A BRIEF BIOGRAPHY OF RUDY, W6OWI
Thanks to Jean, Rudy's Daughter, for this biography

Rudolph Bahr Jr. (Rudy) was born on June 19, 1923 in Brooklyn and passed peacefully on May 11, 2021 in the house he had owned in Mountain View since 1957.  He grew up in New York, graduating from Brooklyn Tech HS in 1941 and from Stevens Institute of Technology (Hoboken NJ) in 1945.

He was commissioned into the Navy in the summer of 1945 (having been a member of the naval reserve starting in early 1942 (during college) and spent about a year on active duty travelling to San Francisco, Hawaii, Kwajalein and Guam.

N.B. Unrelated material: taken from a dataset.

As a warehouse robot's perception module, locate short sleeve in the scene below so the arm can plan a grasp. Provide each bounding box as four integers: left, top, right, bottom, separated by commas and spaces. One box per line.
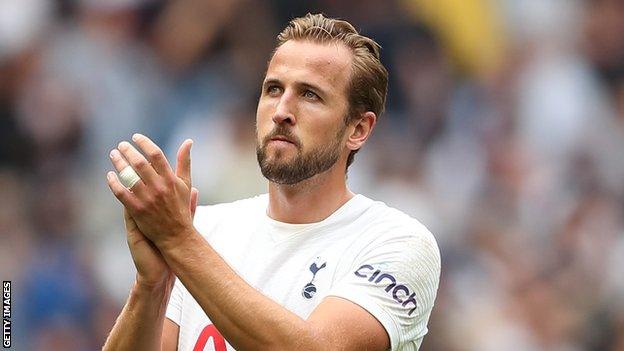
165, 278, 184, 326
328, 227, 440, 350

Following his discharge from active duty he joined Sylvania-Bayside Physics Lab in NY working on transmitter design, participating in field engineering at White Sands NM, and developing a 40 MCIIF amplifier using printed circuit techniques (which I gather were a new thing then as he presented papers on that work at a couple of IEEE conventions). In 1952 he joined Bell Labs as a technical staff member.

He married Jane Watkins in 1953 and their daughter Jean was born almost a year later in 1954. Rudy returned to Sylvania in 1955 when he was offered the chance to move to the Bay Area.  He had fallen in love with California during his short stay courtesy of the Navy in 1945.  He continued with Sylvania (which later became GTE, then Verizon/General Dynamics) until his retirement in 1993.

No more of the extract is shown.